Legislative support waning for bill giving adults more time to sue for childhood sex abuse

Morning Call

July 2, 2018

By Steve Esack

Harrisburg – For more than two years, adults scarred by the memory of child sex abuse have sought personal and legal salvation in a pending state grand jury report about sexual misconduct and cover-ups in six Catholic dioceses across Pennsylvania.

They believed that the report’s publication — now delayed by the state Supreme Court — would galvanize lawmakers to pass a bill letting them have their day in civil court, too.

The goal is for the Legislature to pass a bill that will change how courts treat child sex abuse claims. They want the House and Senate to pass a bill that would lift the legal prohibition preventing adults 31 and older from retroactively suing their alleged abusers and enablers who didn’t report the crimes to authorities.
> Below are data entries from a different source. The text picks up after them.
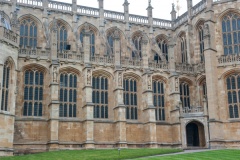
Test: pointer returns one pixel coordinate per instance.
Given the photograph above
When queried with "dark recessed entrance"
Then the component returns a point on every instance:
(192, 135)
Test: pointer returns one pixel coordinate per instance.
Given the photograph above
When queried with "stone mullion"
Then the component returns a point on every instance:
(119, 111)
(53, 109)
(149, 112)
(1, 83)
(117, 51)
(88, 124)
(86, 42)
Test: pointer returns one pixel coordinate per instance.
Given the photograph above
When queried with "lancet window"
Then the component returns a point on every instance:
(100, 97)
(33, 93)
(68, 95)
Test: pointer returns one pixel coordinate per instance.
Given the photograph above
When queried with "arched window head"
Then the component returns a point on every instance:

But now support for retroactive lawsuits could be waning, according to the legislation’s prime sponsor, state Rep. Mark Rozzi, D-Berks, who says he was abused as a youth by a Catholic priest.

Rozzi said House Speaker Mike Turzai has told him he no longer supports the legislation. Turzai did in 2016, when it passed the Republican-controlled House and then failed in the GOP-led Senate, where a majority of lawmakers viewed retroactive lawsuits as unconstitutional.